The Voyager II space probe of 1977 carried a gold phonograph record with a message of peace and an invitation to visit Earth. A planet responds, sending a small scout vessel, but it is immediately shot down by the U.S. government. It crashes to Earth in Chequamegon Bay, Wisconsin, and the glowing ball of energy inside makes its way to the home of recent widow Jenny Hayden (Karen Allen). It observes photographs of her late husband (Jeff Bridges) and uses a lock of his hair to re-create his body, to her horror as she watches.
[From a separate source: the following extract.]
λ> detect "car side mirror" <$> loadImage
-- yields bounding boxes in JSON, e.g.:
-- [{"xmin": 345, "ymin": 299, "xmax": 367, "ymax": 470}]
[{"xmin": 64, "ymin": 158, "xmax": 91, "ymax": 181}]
He has seven small silver spheres and uses one to contact his homeworld, telling them Earth is hostile and his spacecraft is wrecked, and arranges to rendezvous with them in Arizona in three days. With the second sphere, he creates a holographic map of the U.S. and forces Jenny to take him to the rendezvous. Frightened, Jenny tries to escape. Using broken English learned from the Voyager probe, he assures her he means no harm. If he does not reach the rendezvous, he will die. Somewhat mollified, but still wary, Jenny teaches him how to drive and use credit cards so he can go on alone, but when she sees him miraculously resurrect a dead deer off a fender and then receive a beating from the hunter, she decides to go with him. He is a total innocent on a dangerous planet.

The authorities pursue them, and a police officer actually shoots and critically wounds Jenny. The Starman crashes the car into a fuel tanker and uses a silver sphere to protect them. They take refuge in a mobile home on the highway, and he heals Jenny. Then he takes off on his own, hitchhiking, but she catches up to him at a roadblock and they continue together.

In a boxcar, they make love, and he tells her she is now pregnant with a child by her late husband, who will also have alien powers and wisdom. They travel too far and end up broke in Las Vegas, except for a quarter, which he uses to win half a million dollars in a slot machine. They buy a new car. National Security Agent George Fox (Richard Jaeckel) determines that the spacecraft was originally headed for Meteor Crater in Arizona and sends forces to catch him there dead or alive, much to the disgust of SETI scientist Mark Shermin (Charles Martin Smith), who vows to help him escape.

The Starman is dying. He and Jenny reach the crater, pursued by helicopters. A huge mirror-like spherical vessel descends into the crater. The couple are engulfed in light, and he is healed. Jenny asks to go with him, but he says she would die on his world. As he leaves, he gives her his last silver sphere, telling her that her son will know what to do with it.

Like ET, this is about a good alien trapped on a dangerous Earth and asking help from humans. It was directed by John Carpenter and is a tear-jerker departure for him. Jeff Bridges received an Oscar nomination for his role, which was largely based on dance moves and the movements of birds. It gave rise to a TV series of the same name in 1986. The film was purchased at the insistence of Executive Producer Michael Douglas. Screenwriter Dean Riesner re-wrote it six times but did not get a credit from the Screenwriter’s Guild. Columbia Pictures went with Starman instead of ET, to their chagrin. It was almost not made at all because of its similarity to ET.

It was released at the same time as Dune and a week after 2010. It was highly praised as a sweet, offbeat love story. Critics were pleasantly surprised that a movie that could easily have been downright silly turned out to be so touching, largely because of the commitment of the actors. It was the only John Carpenter film to have received an Oscar nomination. Bridges also received Golden Globe and Saturn nominations. He lost the Oscar, incidentally, to F. Murray Abraham for Amadeus.

John Carpenter relished a chance to show off America’s beauty, though he was not so kind to its government. The film sat on a shelf for three years before being released. Carpenter wanted to do something completely different from The Thing, which he had just made. Meteor Crater is a mile wide and 49,000 years old. Kevin Bacon and Tom Cruise were considered for Bridge’s role. The film boasts sixteen helicopters over Meteor Crater, a forest fire set off by the spaceship crash, and a roadblock that shut down a Nevada intersection for three days. In the beginning, the Starman recites all the greetings in different languages from the Voyager II disc. John Carpenter appeared on screen in a helicopter. The film suggests that Satisfaction by the Rolling Stones was on the record sent into space, but it was not.